The problem?  McMaster has already given away the store.

There is absolutely no incentive for state lawmakers to change the current system because McMaster has already signed into law a massive bailout of the failed status quo.

State Senator Tom Davis – who is likely to run against McMaster in next spring’s GOP gubernatorial primary – made this point abundantly clear several months ago in a column encouraging McMaster to veto the pension bailout bill.

“I have heard this before,” Davis wrote.  “Almost always – whether it’s roads, health care, K-12 education or whatever – the legislative response to a problem is ‘let’s spend more of the taxpayers’ money now and fix the system flaws later’ … and then later never comes. Let’s not let this happen with the pension bill.”

Unfortunately, McMaster let it happen … and now he has the audacity to pretend he is going to fix the mess he’s created? 

Please …

Having already opened the floodgates and forced taxpayers to subsidize additional annual pension fund costs at a 20-to-1 ratio compared to state employees, McMaster long ago dashed any opportunity to achieve lasting changes to this system.

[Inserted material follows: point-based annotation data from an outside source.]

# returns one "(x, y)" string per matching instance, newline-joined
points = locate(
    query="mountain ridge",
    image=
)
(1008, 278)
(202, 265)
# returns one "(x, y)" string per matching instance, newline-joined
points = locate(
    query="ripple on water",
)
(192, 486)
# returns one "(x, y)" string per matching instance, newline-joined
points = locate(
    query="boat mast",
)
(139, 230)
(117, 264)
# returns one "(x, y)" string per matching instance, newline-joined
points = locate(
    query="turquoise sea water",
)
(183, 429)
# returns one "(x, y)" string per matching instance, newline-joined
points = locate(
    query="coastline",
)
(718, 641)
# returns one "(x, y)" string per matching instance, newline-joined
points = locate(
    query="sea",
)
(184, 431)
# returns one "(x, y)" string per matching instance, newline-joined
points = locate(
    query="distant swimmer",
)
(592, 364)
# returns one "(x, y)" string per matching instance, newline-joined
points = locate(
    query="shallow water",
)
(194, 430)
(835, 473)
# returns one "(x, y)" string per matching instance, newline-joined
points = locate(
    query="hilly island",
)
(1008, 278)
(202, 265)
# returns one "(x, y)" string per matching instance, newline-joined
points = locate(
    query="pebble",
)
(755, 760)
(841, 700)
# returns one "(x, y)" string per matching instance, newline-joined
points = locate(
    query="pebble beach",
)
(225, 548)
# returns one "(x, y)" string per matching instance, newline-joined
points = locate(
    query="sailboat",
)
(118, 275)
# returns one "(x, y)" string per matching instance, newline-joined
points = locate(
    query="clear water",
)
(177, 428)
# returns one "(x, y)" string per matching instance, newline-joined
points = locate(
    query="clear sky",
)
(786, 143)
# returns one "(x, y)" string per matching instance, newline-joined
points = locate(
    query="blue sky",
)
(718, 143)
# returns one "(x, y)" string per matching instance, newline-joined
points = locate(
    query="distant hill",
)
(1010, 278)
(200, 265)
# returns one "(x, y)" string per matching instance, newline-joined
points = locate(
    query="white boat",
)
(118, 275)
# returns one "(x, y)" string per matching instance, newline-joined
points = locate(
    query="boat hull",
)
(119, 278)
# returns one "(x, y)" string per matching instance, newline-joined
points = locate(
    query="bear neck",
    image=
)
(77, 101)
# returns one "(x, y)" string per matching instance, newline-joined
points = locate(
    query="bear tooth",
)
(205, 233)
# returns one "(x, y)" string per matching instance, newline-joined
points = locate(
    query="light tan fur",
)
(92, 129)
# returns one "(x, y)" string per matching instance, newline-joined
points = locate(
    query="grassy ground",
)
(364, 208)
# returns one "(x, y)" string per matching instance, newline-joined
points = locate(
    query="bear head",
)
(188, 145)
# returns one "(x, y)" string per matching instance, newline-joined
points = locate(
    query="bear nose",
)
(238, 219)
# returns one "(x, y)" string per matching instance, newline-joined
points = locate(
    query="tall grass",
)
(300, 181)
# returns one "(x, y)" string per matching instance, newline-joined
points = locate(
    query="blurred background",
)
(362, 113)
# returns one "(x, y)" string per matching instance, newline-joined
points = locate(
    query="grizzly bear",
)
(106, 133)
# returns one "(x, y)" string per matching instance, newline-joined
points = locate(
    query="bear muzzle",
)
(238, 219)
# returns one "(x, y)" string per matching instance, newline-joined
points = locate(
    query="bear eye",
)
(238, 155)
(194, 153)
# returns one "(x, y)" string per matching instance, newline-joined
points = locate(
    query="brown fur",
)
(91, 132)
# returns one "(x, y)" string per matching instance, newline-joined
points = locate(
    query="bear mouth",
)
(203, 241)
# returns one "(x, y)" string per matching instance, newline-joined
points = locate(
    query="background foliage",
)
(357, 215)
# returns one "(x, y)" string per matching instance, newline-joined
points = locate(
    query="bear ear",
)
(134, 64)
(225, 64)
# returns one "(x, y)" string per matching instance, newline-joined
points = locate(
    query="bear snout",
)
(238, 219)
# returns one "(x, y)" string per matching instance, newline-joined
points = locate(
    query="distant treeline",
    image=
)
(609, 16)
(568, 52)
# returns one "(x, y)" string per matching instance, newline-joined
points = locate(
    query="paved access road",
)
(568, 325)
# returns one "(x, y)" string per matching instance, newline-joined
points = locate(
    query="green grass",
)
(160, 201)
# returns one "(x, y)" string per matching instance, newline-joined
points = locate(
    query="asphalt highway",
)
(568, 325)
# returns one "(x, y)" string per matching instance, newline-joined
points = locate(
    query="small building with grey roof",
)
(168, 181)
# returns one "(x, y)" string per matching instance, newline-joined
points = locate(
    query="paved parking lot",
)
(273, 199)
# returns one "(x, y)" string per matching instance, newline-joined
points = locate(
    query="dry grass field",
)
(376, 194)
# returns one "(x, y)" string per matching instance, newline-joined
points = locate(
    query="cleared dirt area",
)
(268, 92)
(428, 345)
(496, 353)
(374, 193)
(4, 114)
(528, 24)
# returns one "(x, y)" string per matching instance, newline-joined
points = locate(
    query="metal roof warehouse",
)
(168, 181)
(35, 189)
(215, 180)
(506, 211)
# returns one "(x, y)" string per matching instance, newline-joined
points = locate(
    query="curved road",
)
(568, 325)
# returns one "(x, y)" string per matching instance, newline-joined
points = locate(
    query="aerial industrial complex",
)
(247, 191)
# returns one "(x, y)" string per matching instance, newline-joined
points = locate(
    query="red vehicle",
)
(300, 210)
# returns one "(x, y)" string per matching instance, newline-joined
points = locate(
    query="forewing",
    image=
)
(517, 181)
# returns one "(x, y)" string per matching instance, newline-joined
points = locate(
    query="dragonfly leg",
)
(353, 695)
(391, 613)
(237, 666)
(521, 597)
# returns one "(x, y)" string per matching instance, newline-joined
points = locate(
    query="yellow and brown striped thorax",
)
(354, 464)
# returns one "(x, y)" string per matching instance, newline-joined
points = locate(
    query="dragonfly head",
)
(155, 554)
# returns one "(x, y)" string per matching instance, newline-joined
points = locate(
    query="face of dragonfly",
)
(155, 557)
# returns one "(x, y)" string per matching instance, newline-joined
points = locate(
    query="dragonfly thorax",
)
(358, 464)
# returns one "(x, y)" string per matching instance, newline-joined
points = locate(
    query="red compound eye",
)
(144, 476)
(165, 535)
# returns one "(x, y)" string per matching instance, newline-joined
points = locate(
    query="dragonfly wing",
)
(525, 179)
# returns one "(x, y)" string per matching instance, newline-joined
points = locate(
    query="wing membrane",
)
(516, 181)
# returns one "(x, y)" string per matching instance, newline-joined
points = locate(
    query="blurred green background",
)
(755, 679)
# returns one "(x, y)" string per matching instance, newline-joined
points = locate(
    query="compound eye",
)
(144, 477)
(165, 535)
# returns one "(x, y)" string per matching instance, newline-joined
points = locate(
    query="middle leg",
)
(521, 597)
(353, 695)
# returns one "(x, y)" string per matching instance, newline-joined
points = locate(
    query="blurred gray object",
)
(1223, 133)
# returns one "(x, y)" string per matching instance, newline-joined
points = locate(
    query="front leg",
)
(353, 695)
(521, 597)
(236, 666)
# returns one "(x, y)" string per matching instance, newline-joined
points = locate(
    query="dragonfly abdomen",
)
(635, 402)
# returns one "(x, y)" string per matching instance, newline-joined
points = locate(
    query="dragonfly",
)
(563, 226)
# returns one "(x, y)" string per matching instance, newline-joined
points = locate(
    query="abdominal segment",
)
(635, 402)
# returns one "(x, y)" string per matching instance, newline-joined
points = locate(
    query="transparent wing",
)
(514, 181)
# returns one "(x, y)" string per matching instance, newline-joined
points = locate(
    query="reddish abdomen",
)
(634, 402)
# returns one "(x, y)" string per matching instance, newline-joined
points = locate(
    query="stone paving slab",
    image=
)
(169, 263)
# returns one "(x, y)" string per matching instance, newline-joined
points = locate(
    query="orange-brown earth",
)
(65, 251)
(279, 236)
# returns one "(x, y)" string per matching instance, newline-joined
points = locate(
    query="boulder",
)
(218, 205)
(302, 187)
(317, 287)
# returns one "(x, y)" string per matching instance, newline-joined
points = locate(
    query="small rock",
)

That makes his plan good for one thing and one thing only … campaign rhetoric.

Which appears to have been the point …

Responding to McMaster’s letter, Davis ripped his belated embrace of these long-overdue reforms as “nothing short of gubernatorial malpractice.”

“The time to get the plan reform the governor now says he wants was last session – back when public employees and retirees needed an extra $800 million per year bailout from the taxpayers to make the system solvent,” Davis said.  “That was the leverage to get the plan reform, but he gave it away by failing to veto the bill.”

Amen to that …

(Click to view)

(Via: Facebook)

This isn’t the first time Davis has called out the governor for failing to protect taxpayers.  During the debate over the state’s recently enacted gasoline tax increase, he accused McMaster of issuing a “drive-by veto” of the legislation – which denied opponents the time they needed to rally enough votes to sustain the veto.

Was Davis correct in his assessment?  Hell yes …

What we are witnessing here is a very disturbing development, people – in fact, it’s a disturbing pattern.

Based on these decisions, it has become abundantly clear to us that Henry McMaster is more interested in running for governor than using the office for the good of the people.

South Carolina’s pension fund has been colossally mismanaged in recent years as managers appointed by former governor Nikki Haley and powerful S.C. Senate president Hugh Leatherman pursued foolhardy “alternative investment” approaches with state retirees’ money.  In addition to some questionable self-dealing, these political appointees have doled out massive bonuses to the very bureaucrats who produced some of the worst results of any large pension fund in America (at the highest price, too).

Following the lead of state treasurer Curtis Loftis we’ve been all over this issue for years … unlike the state’s supplicant mainstream media, which only recently woke up to the looming fiscal disaster.

“This entire saga is yet another sad and costly reminder of why South Carolina will never move forward,” we wrote in an expansive report back in April.  “Connected elites receive appointments that they use to enrich themselves, while politicians and media are asleep at the wheel.  And when the whole thing blows up, taxpayers get screwed over while absolutely nothing is done to fix the underlying problem.”

McMaster had a chance to change that.  He failed.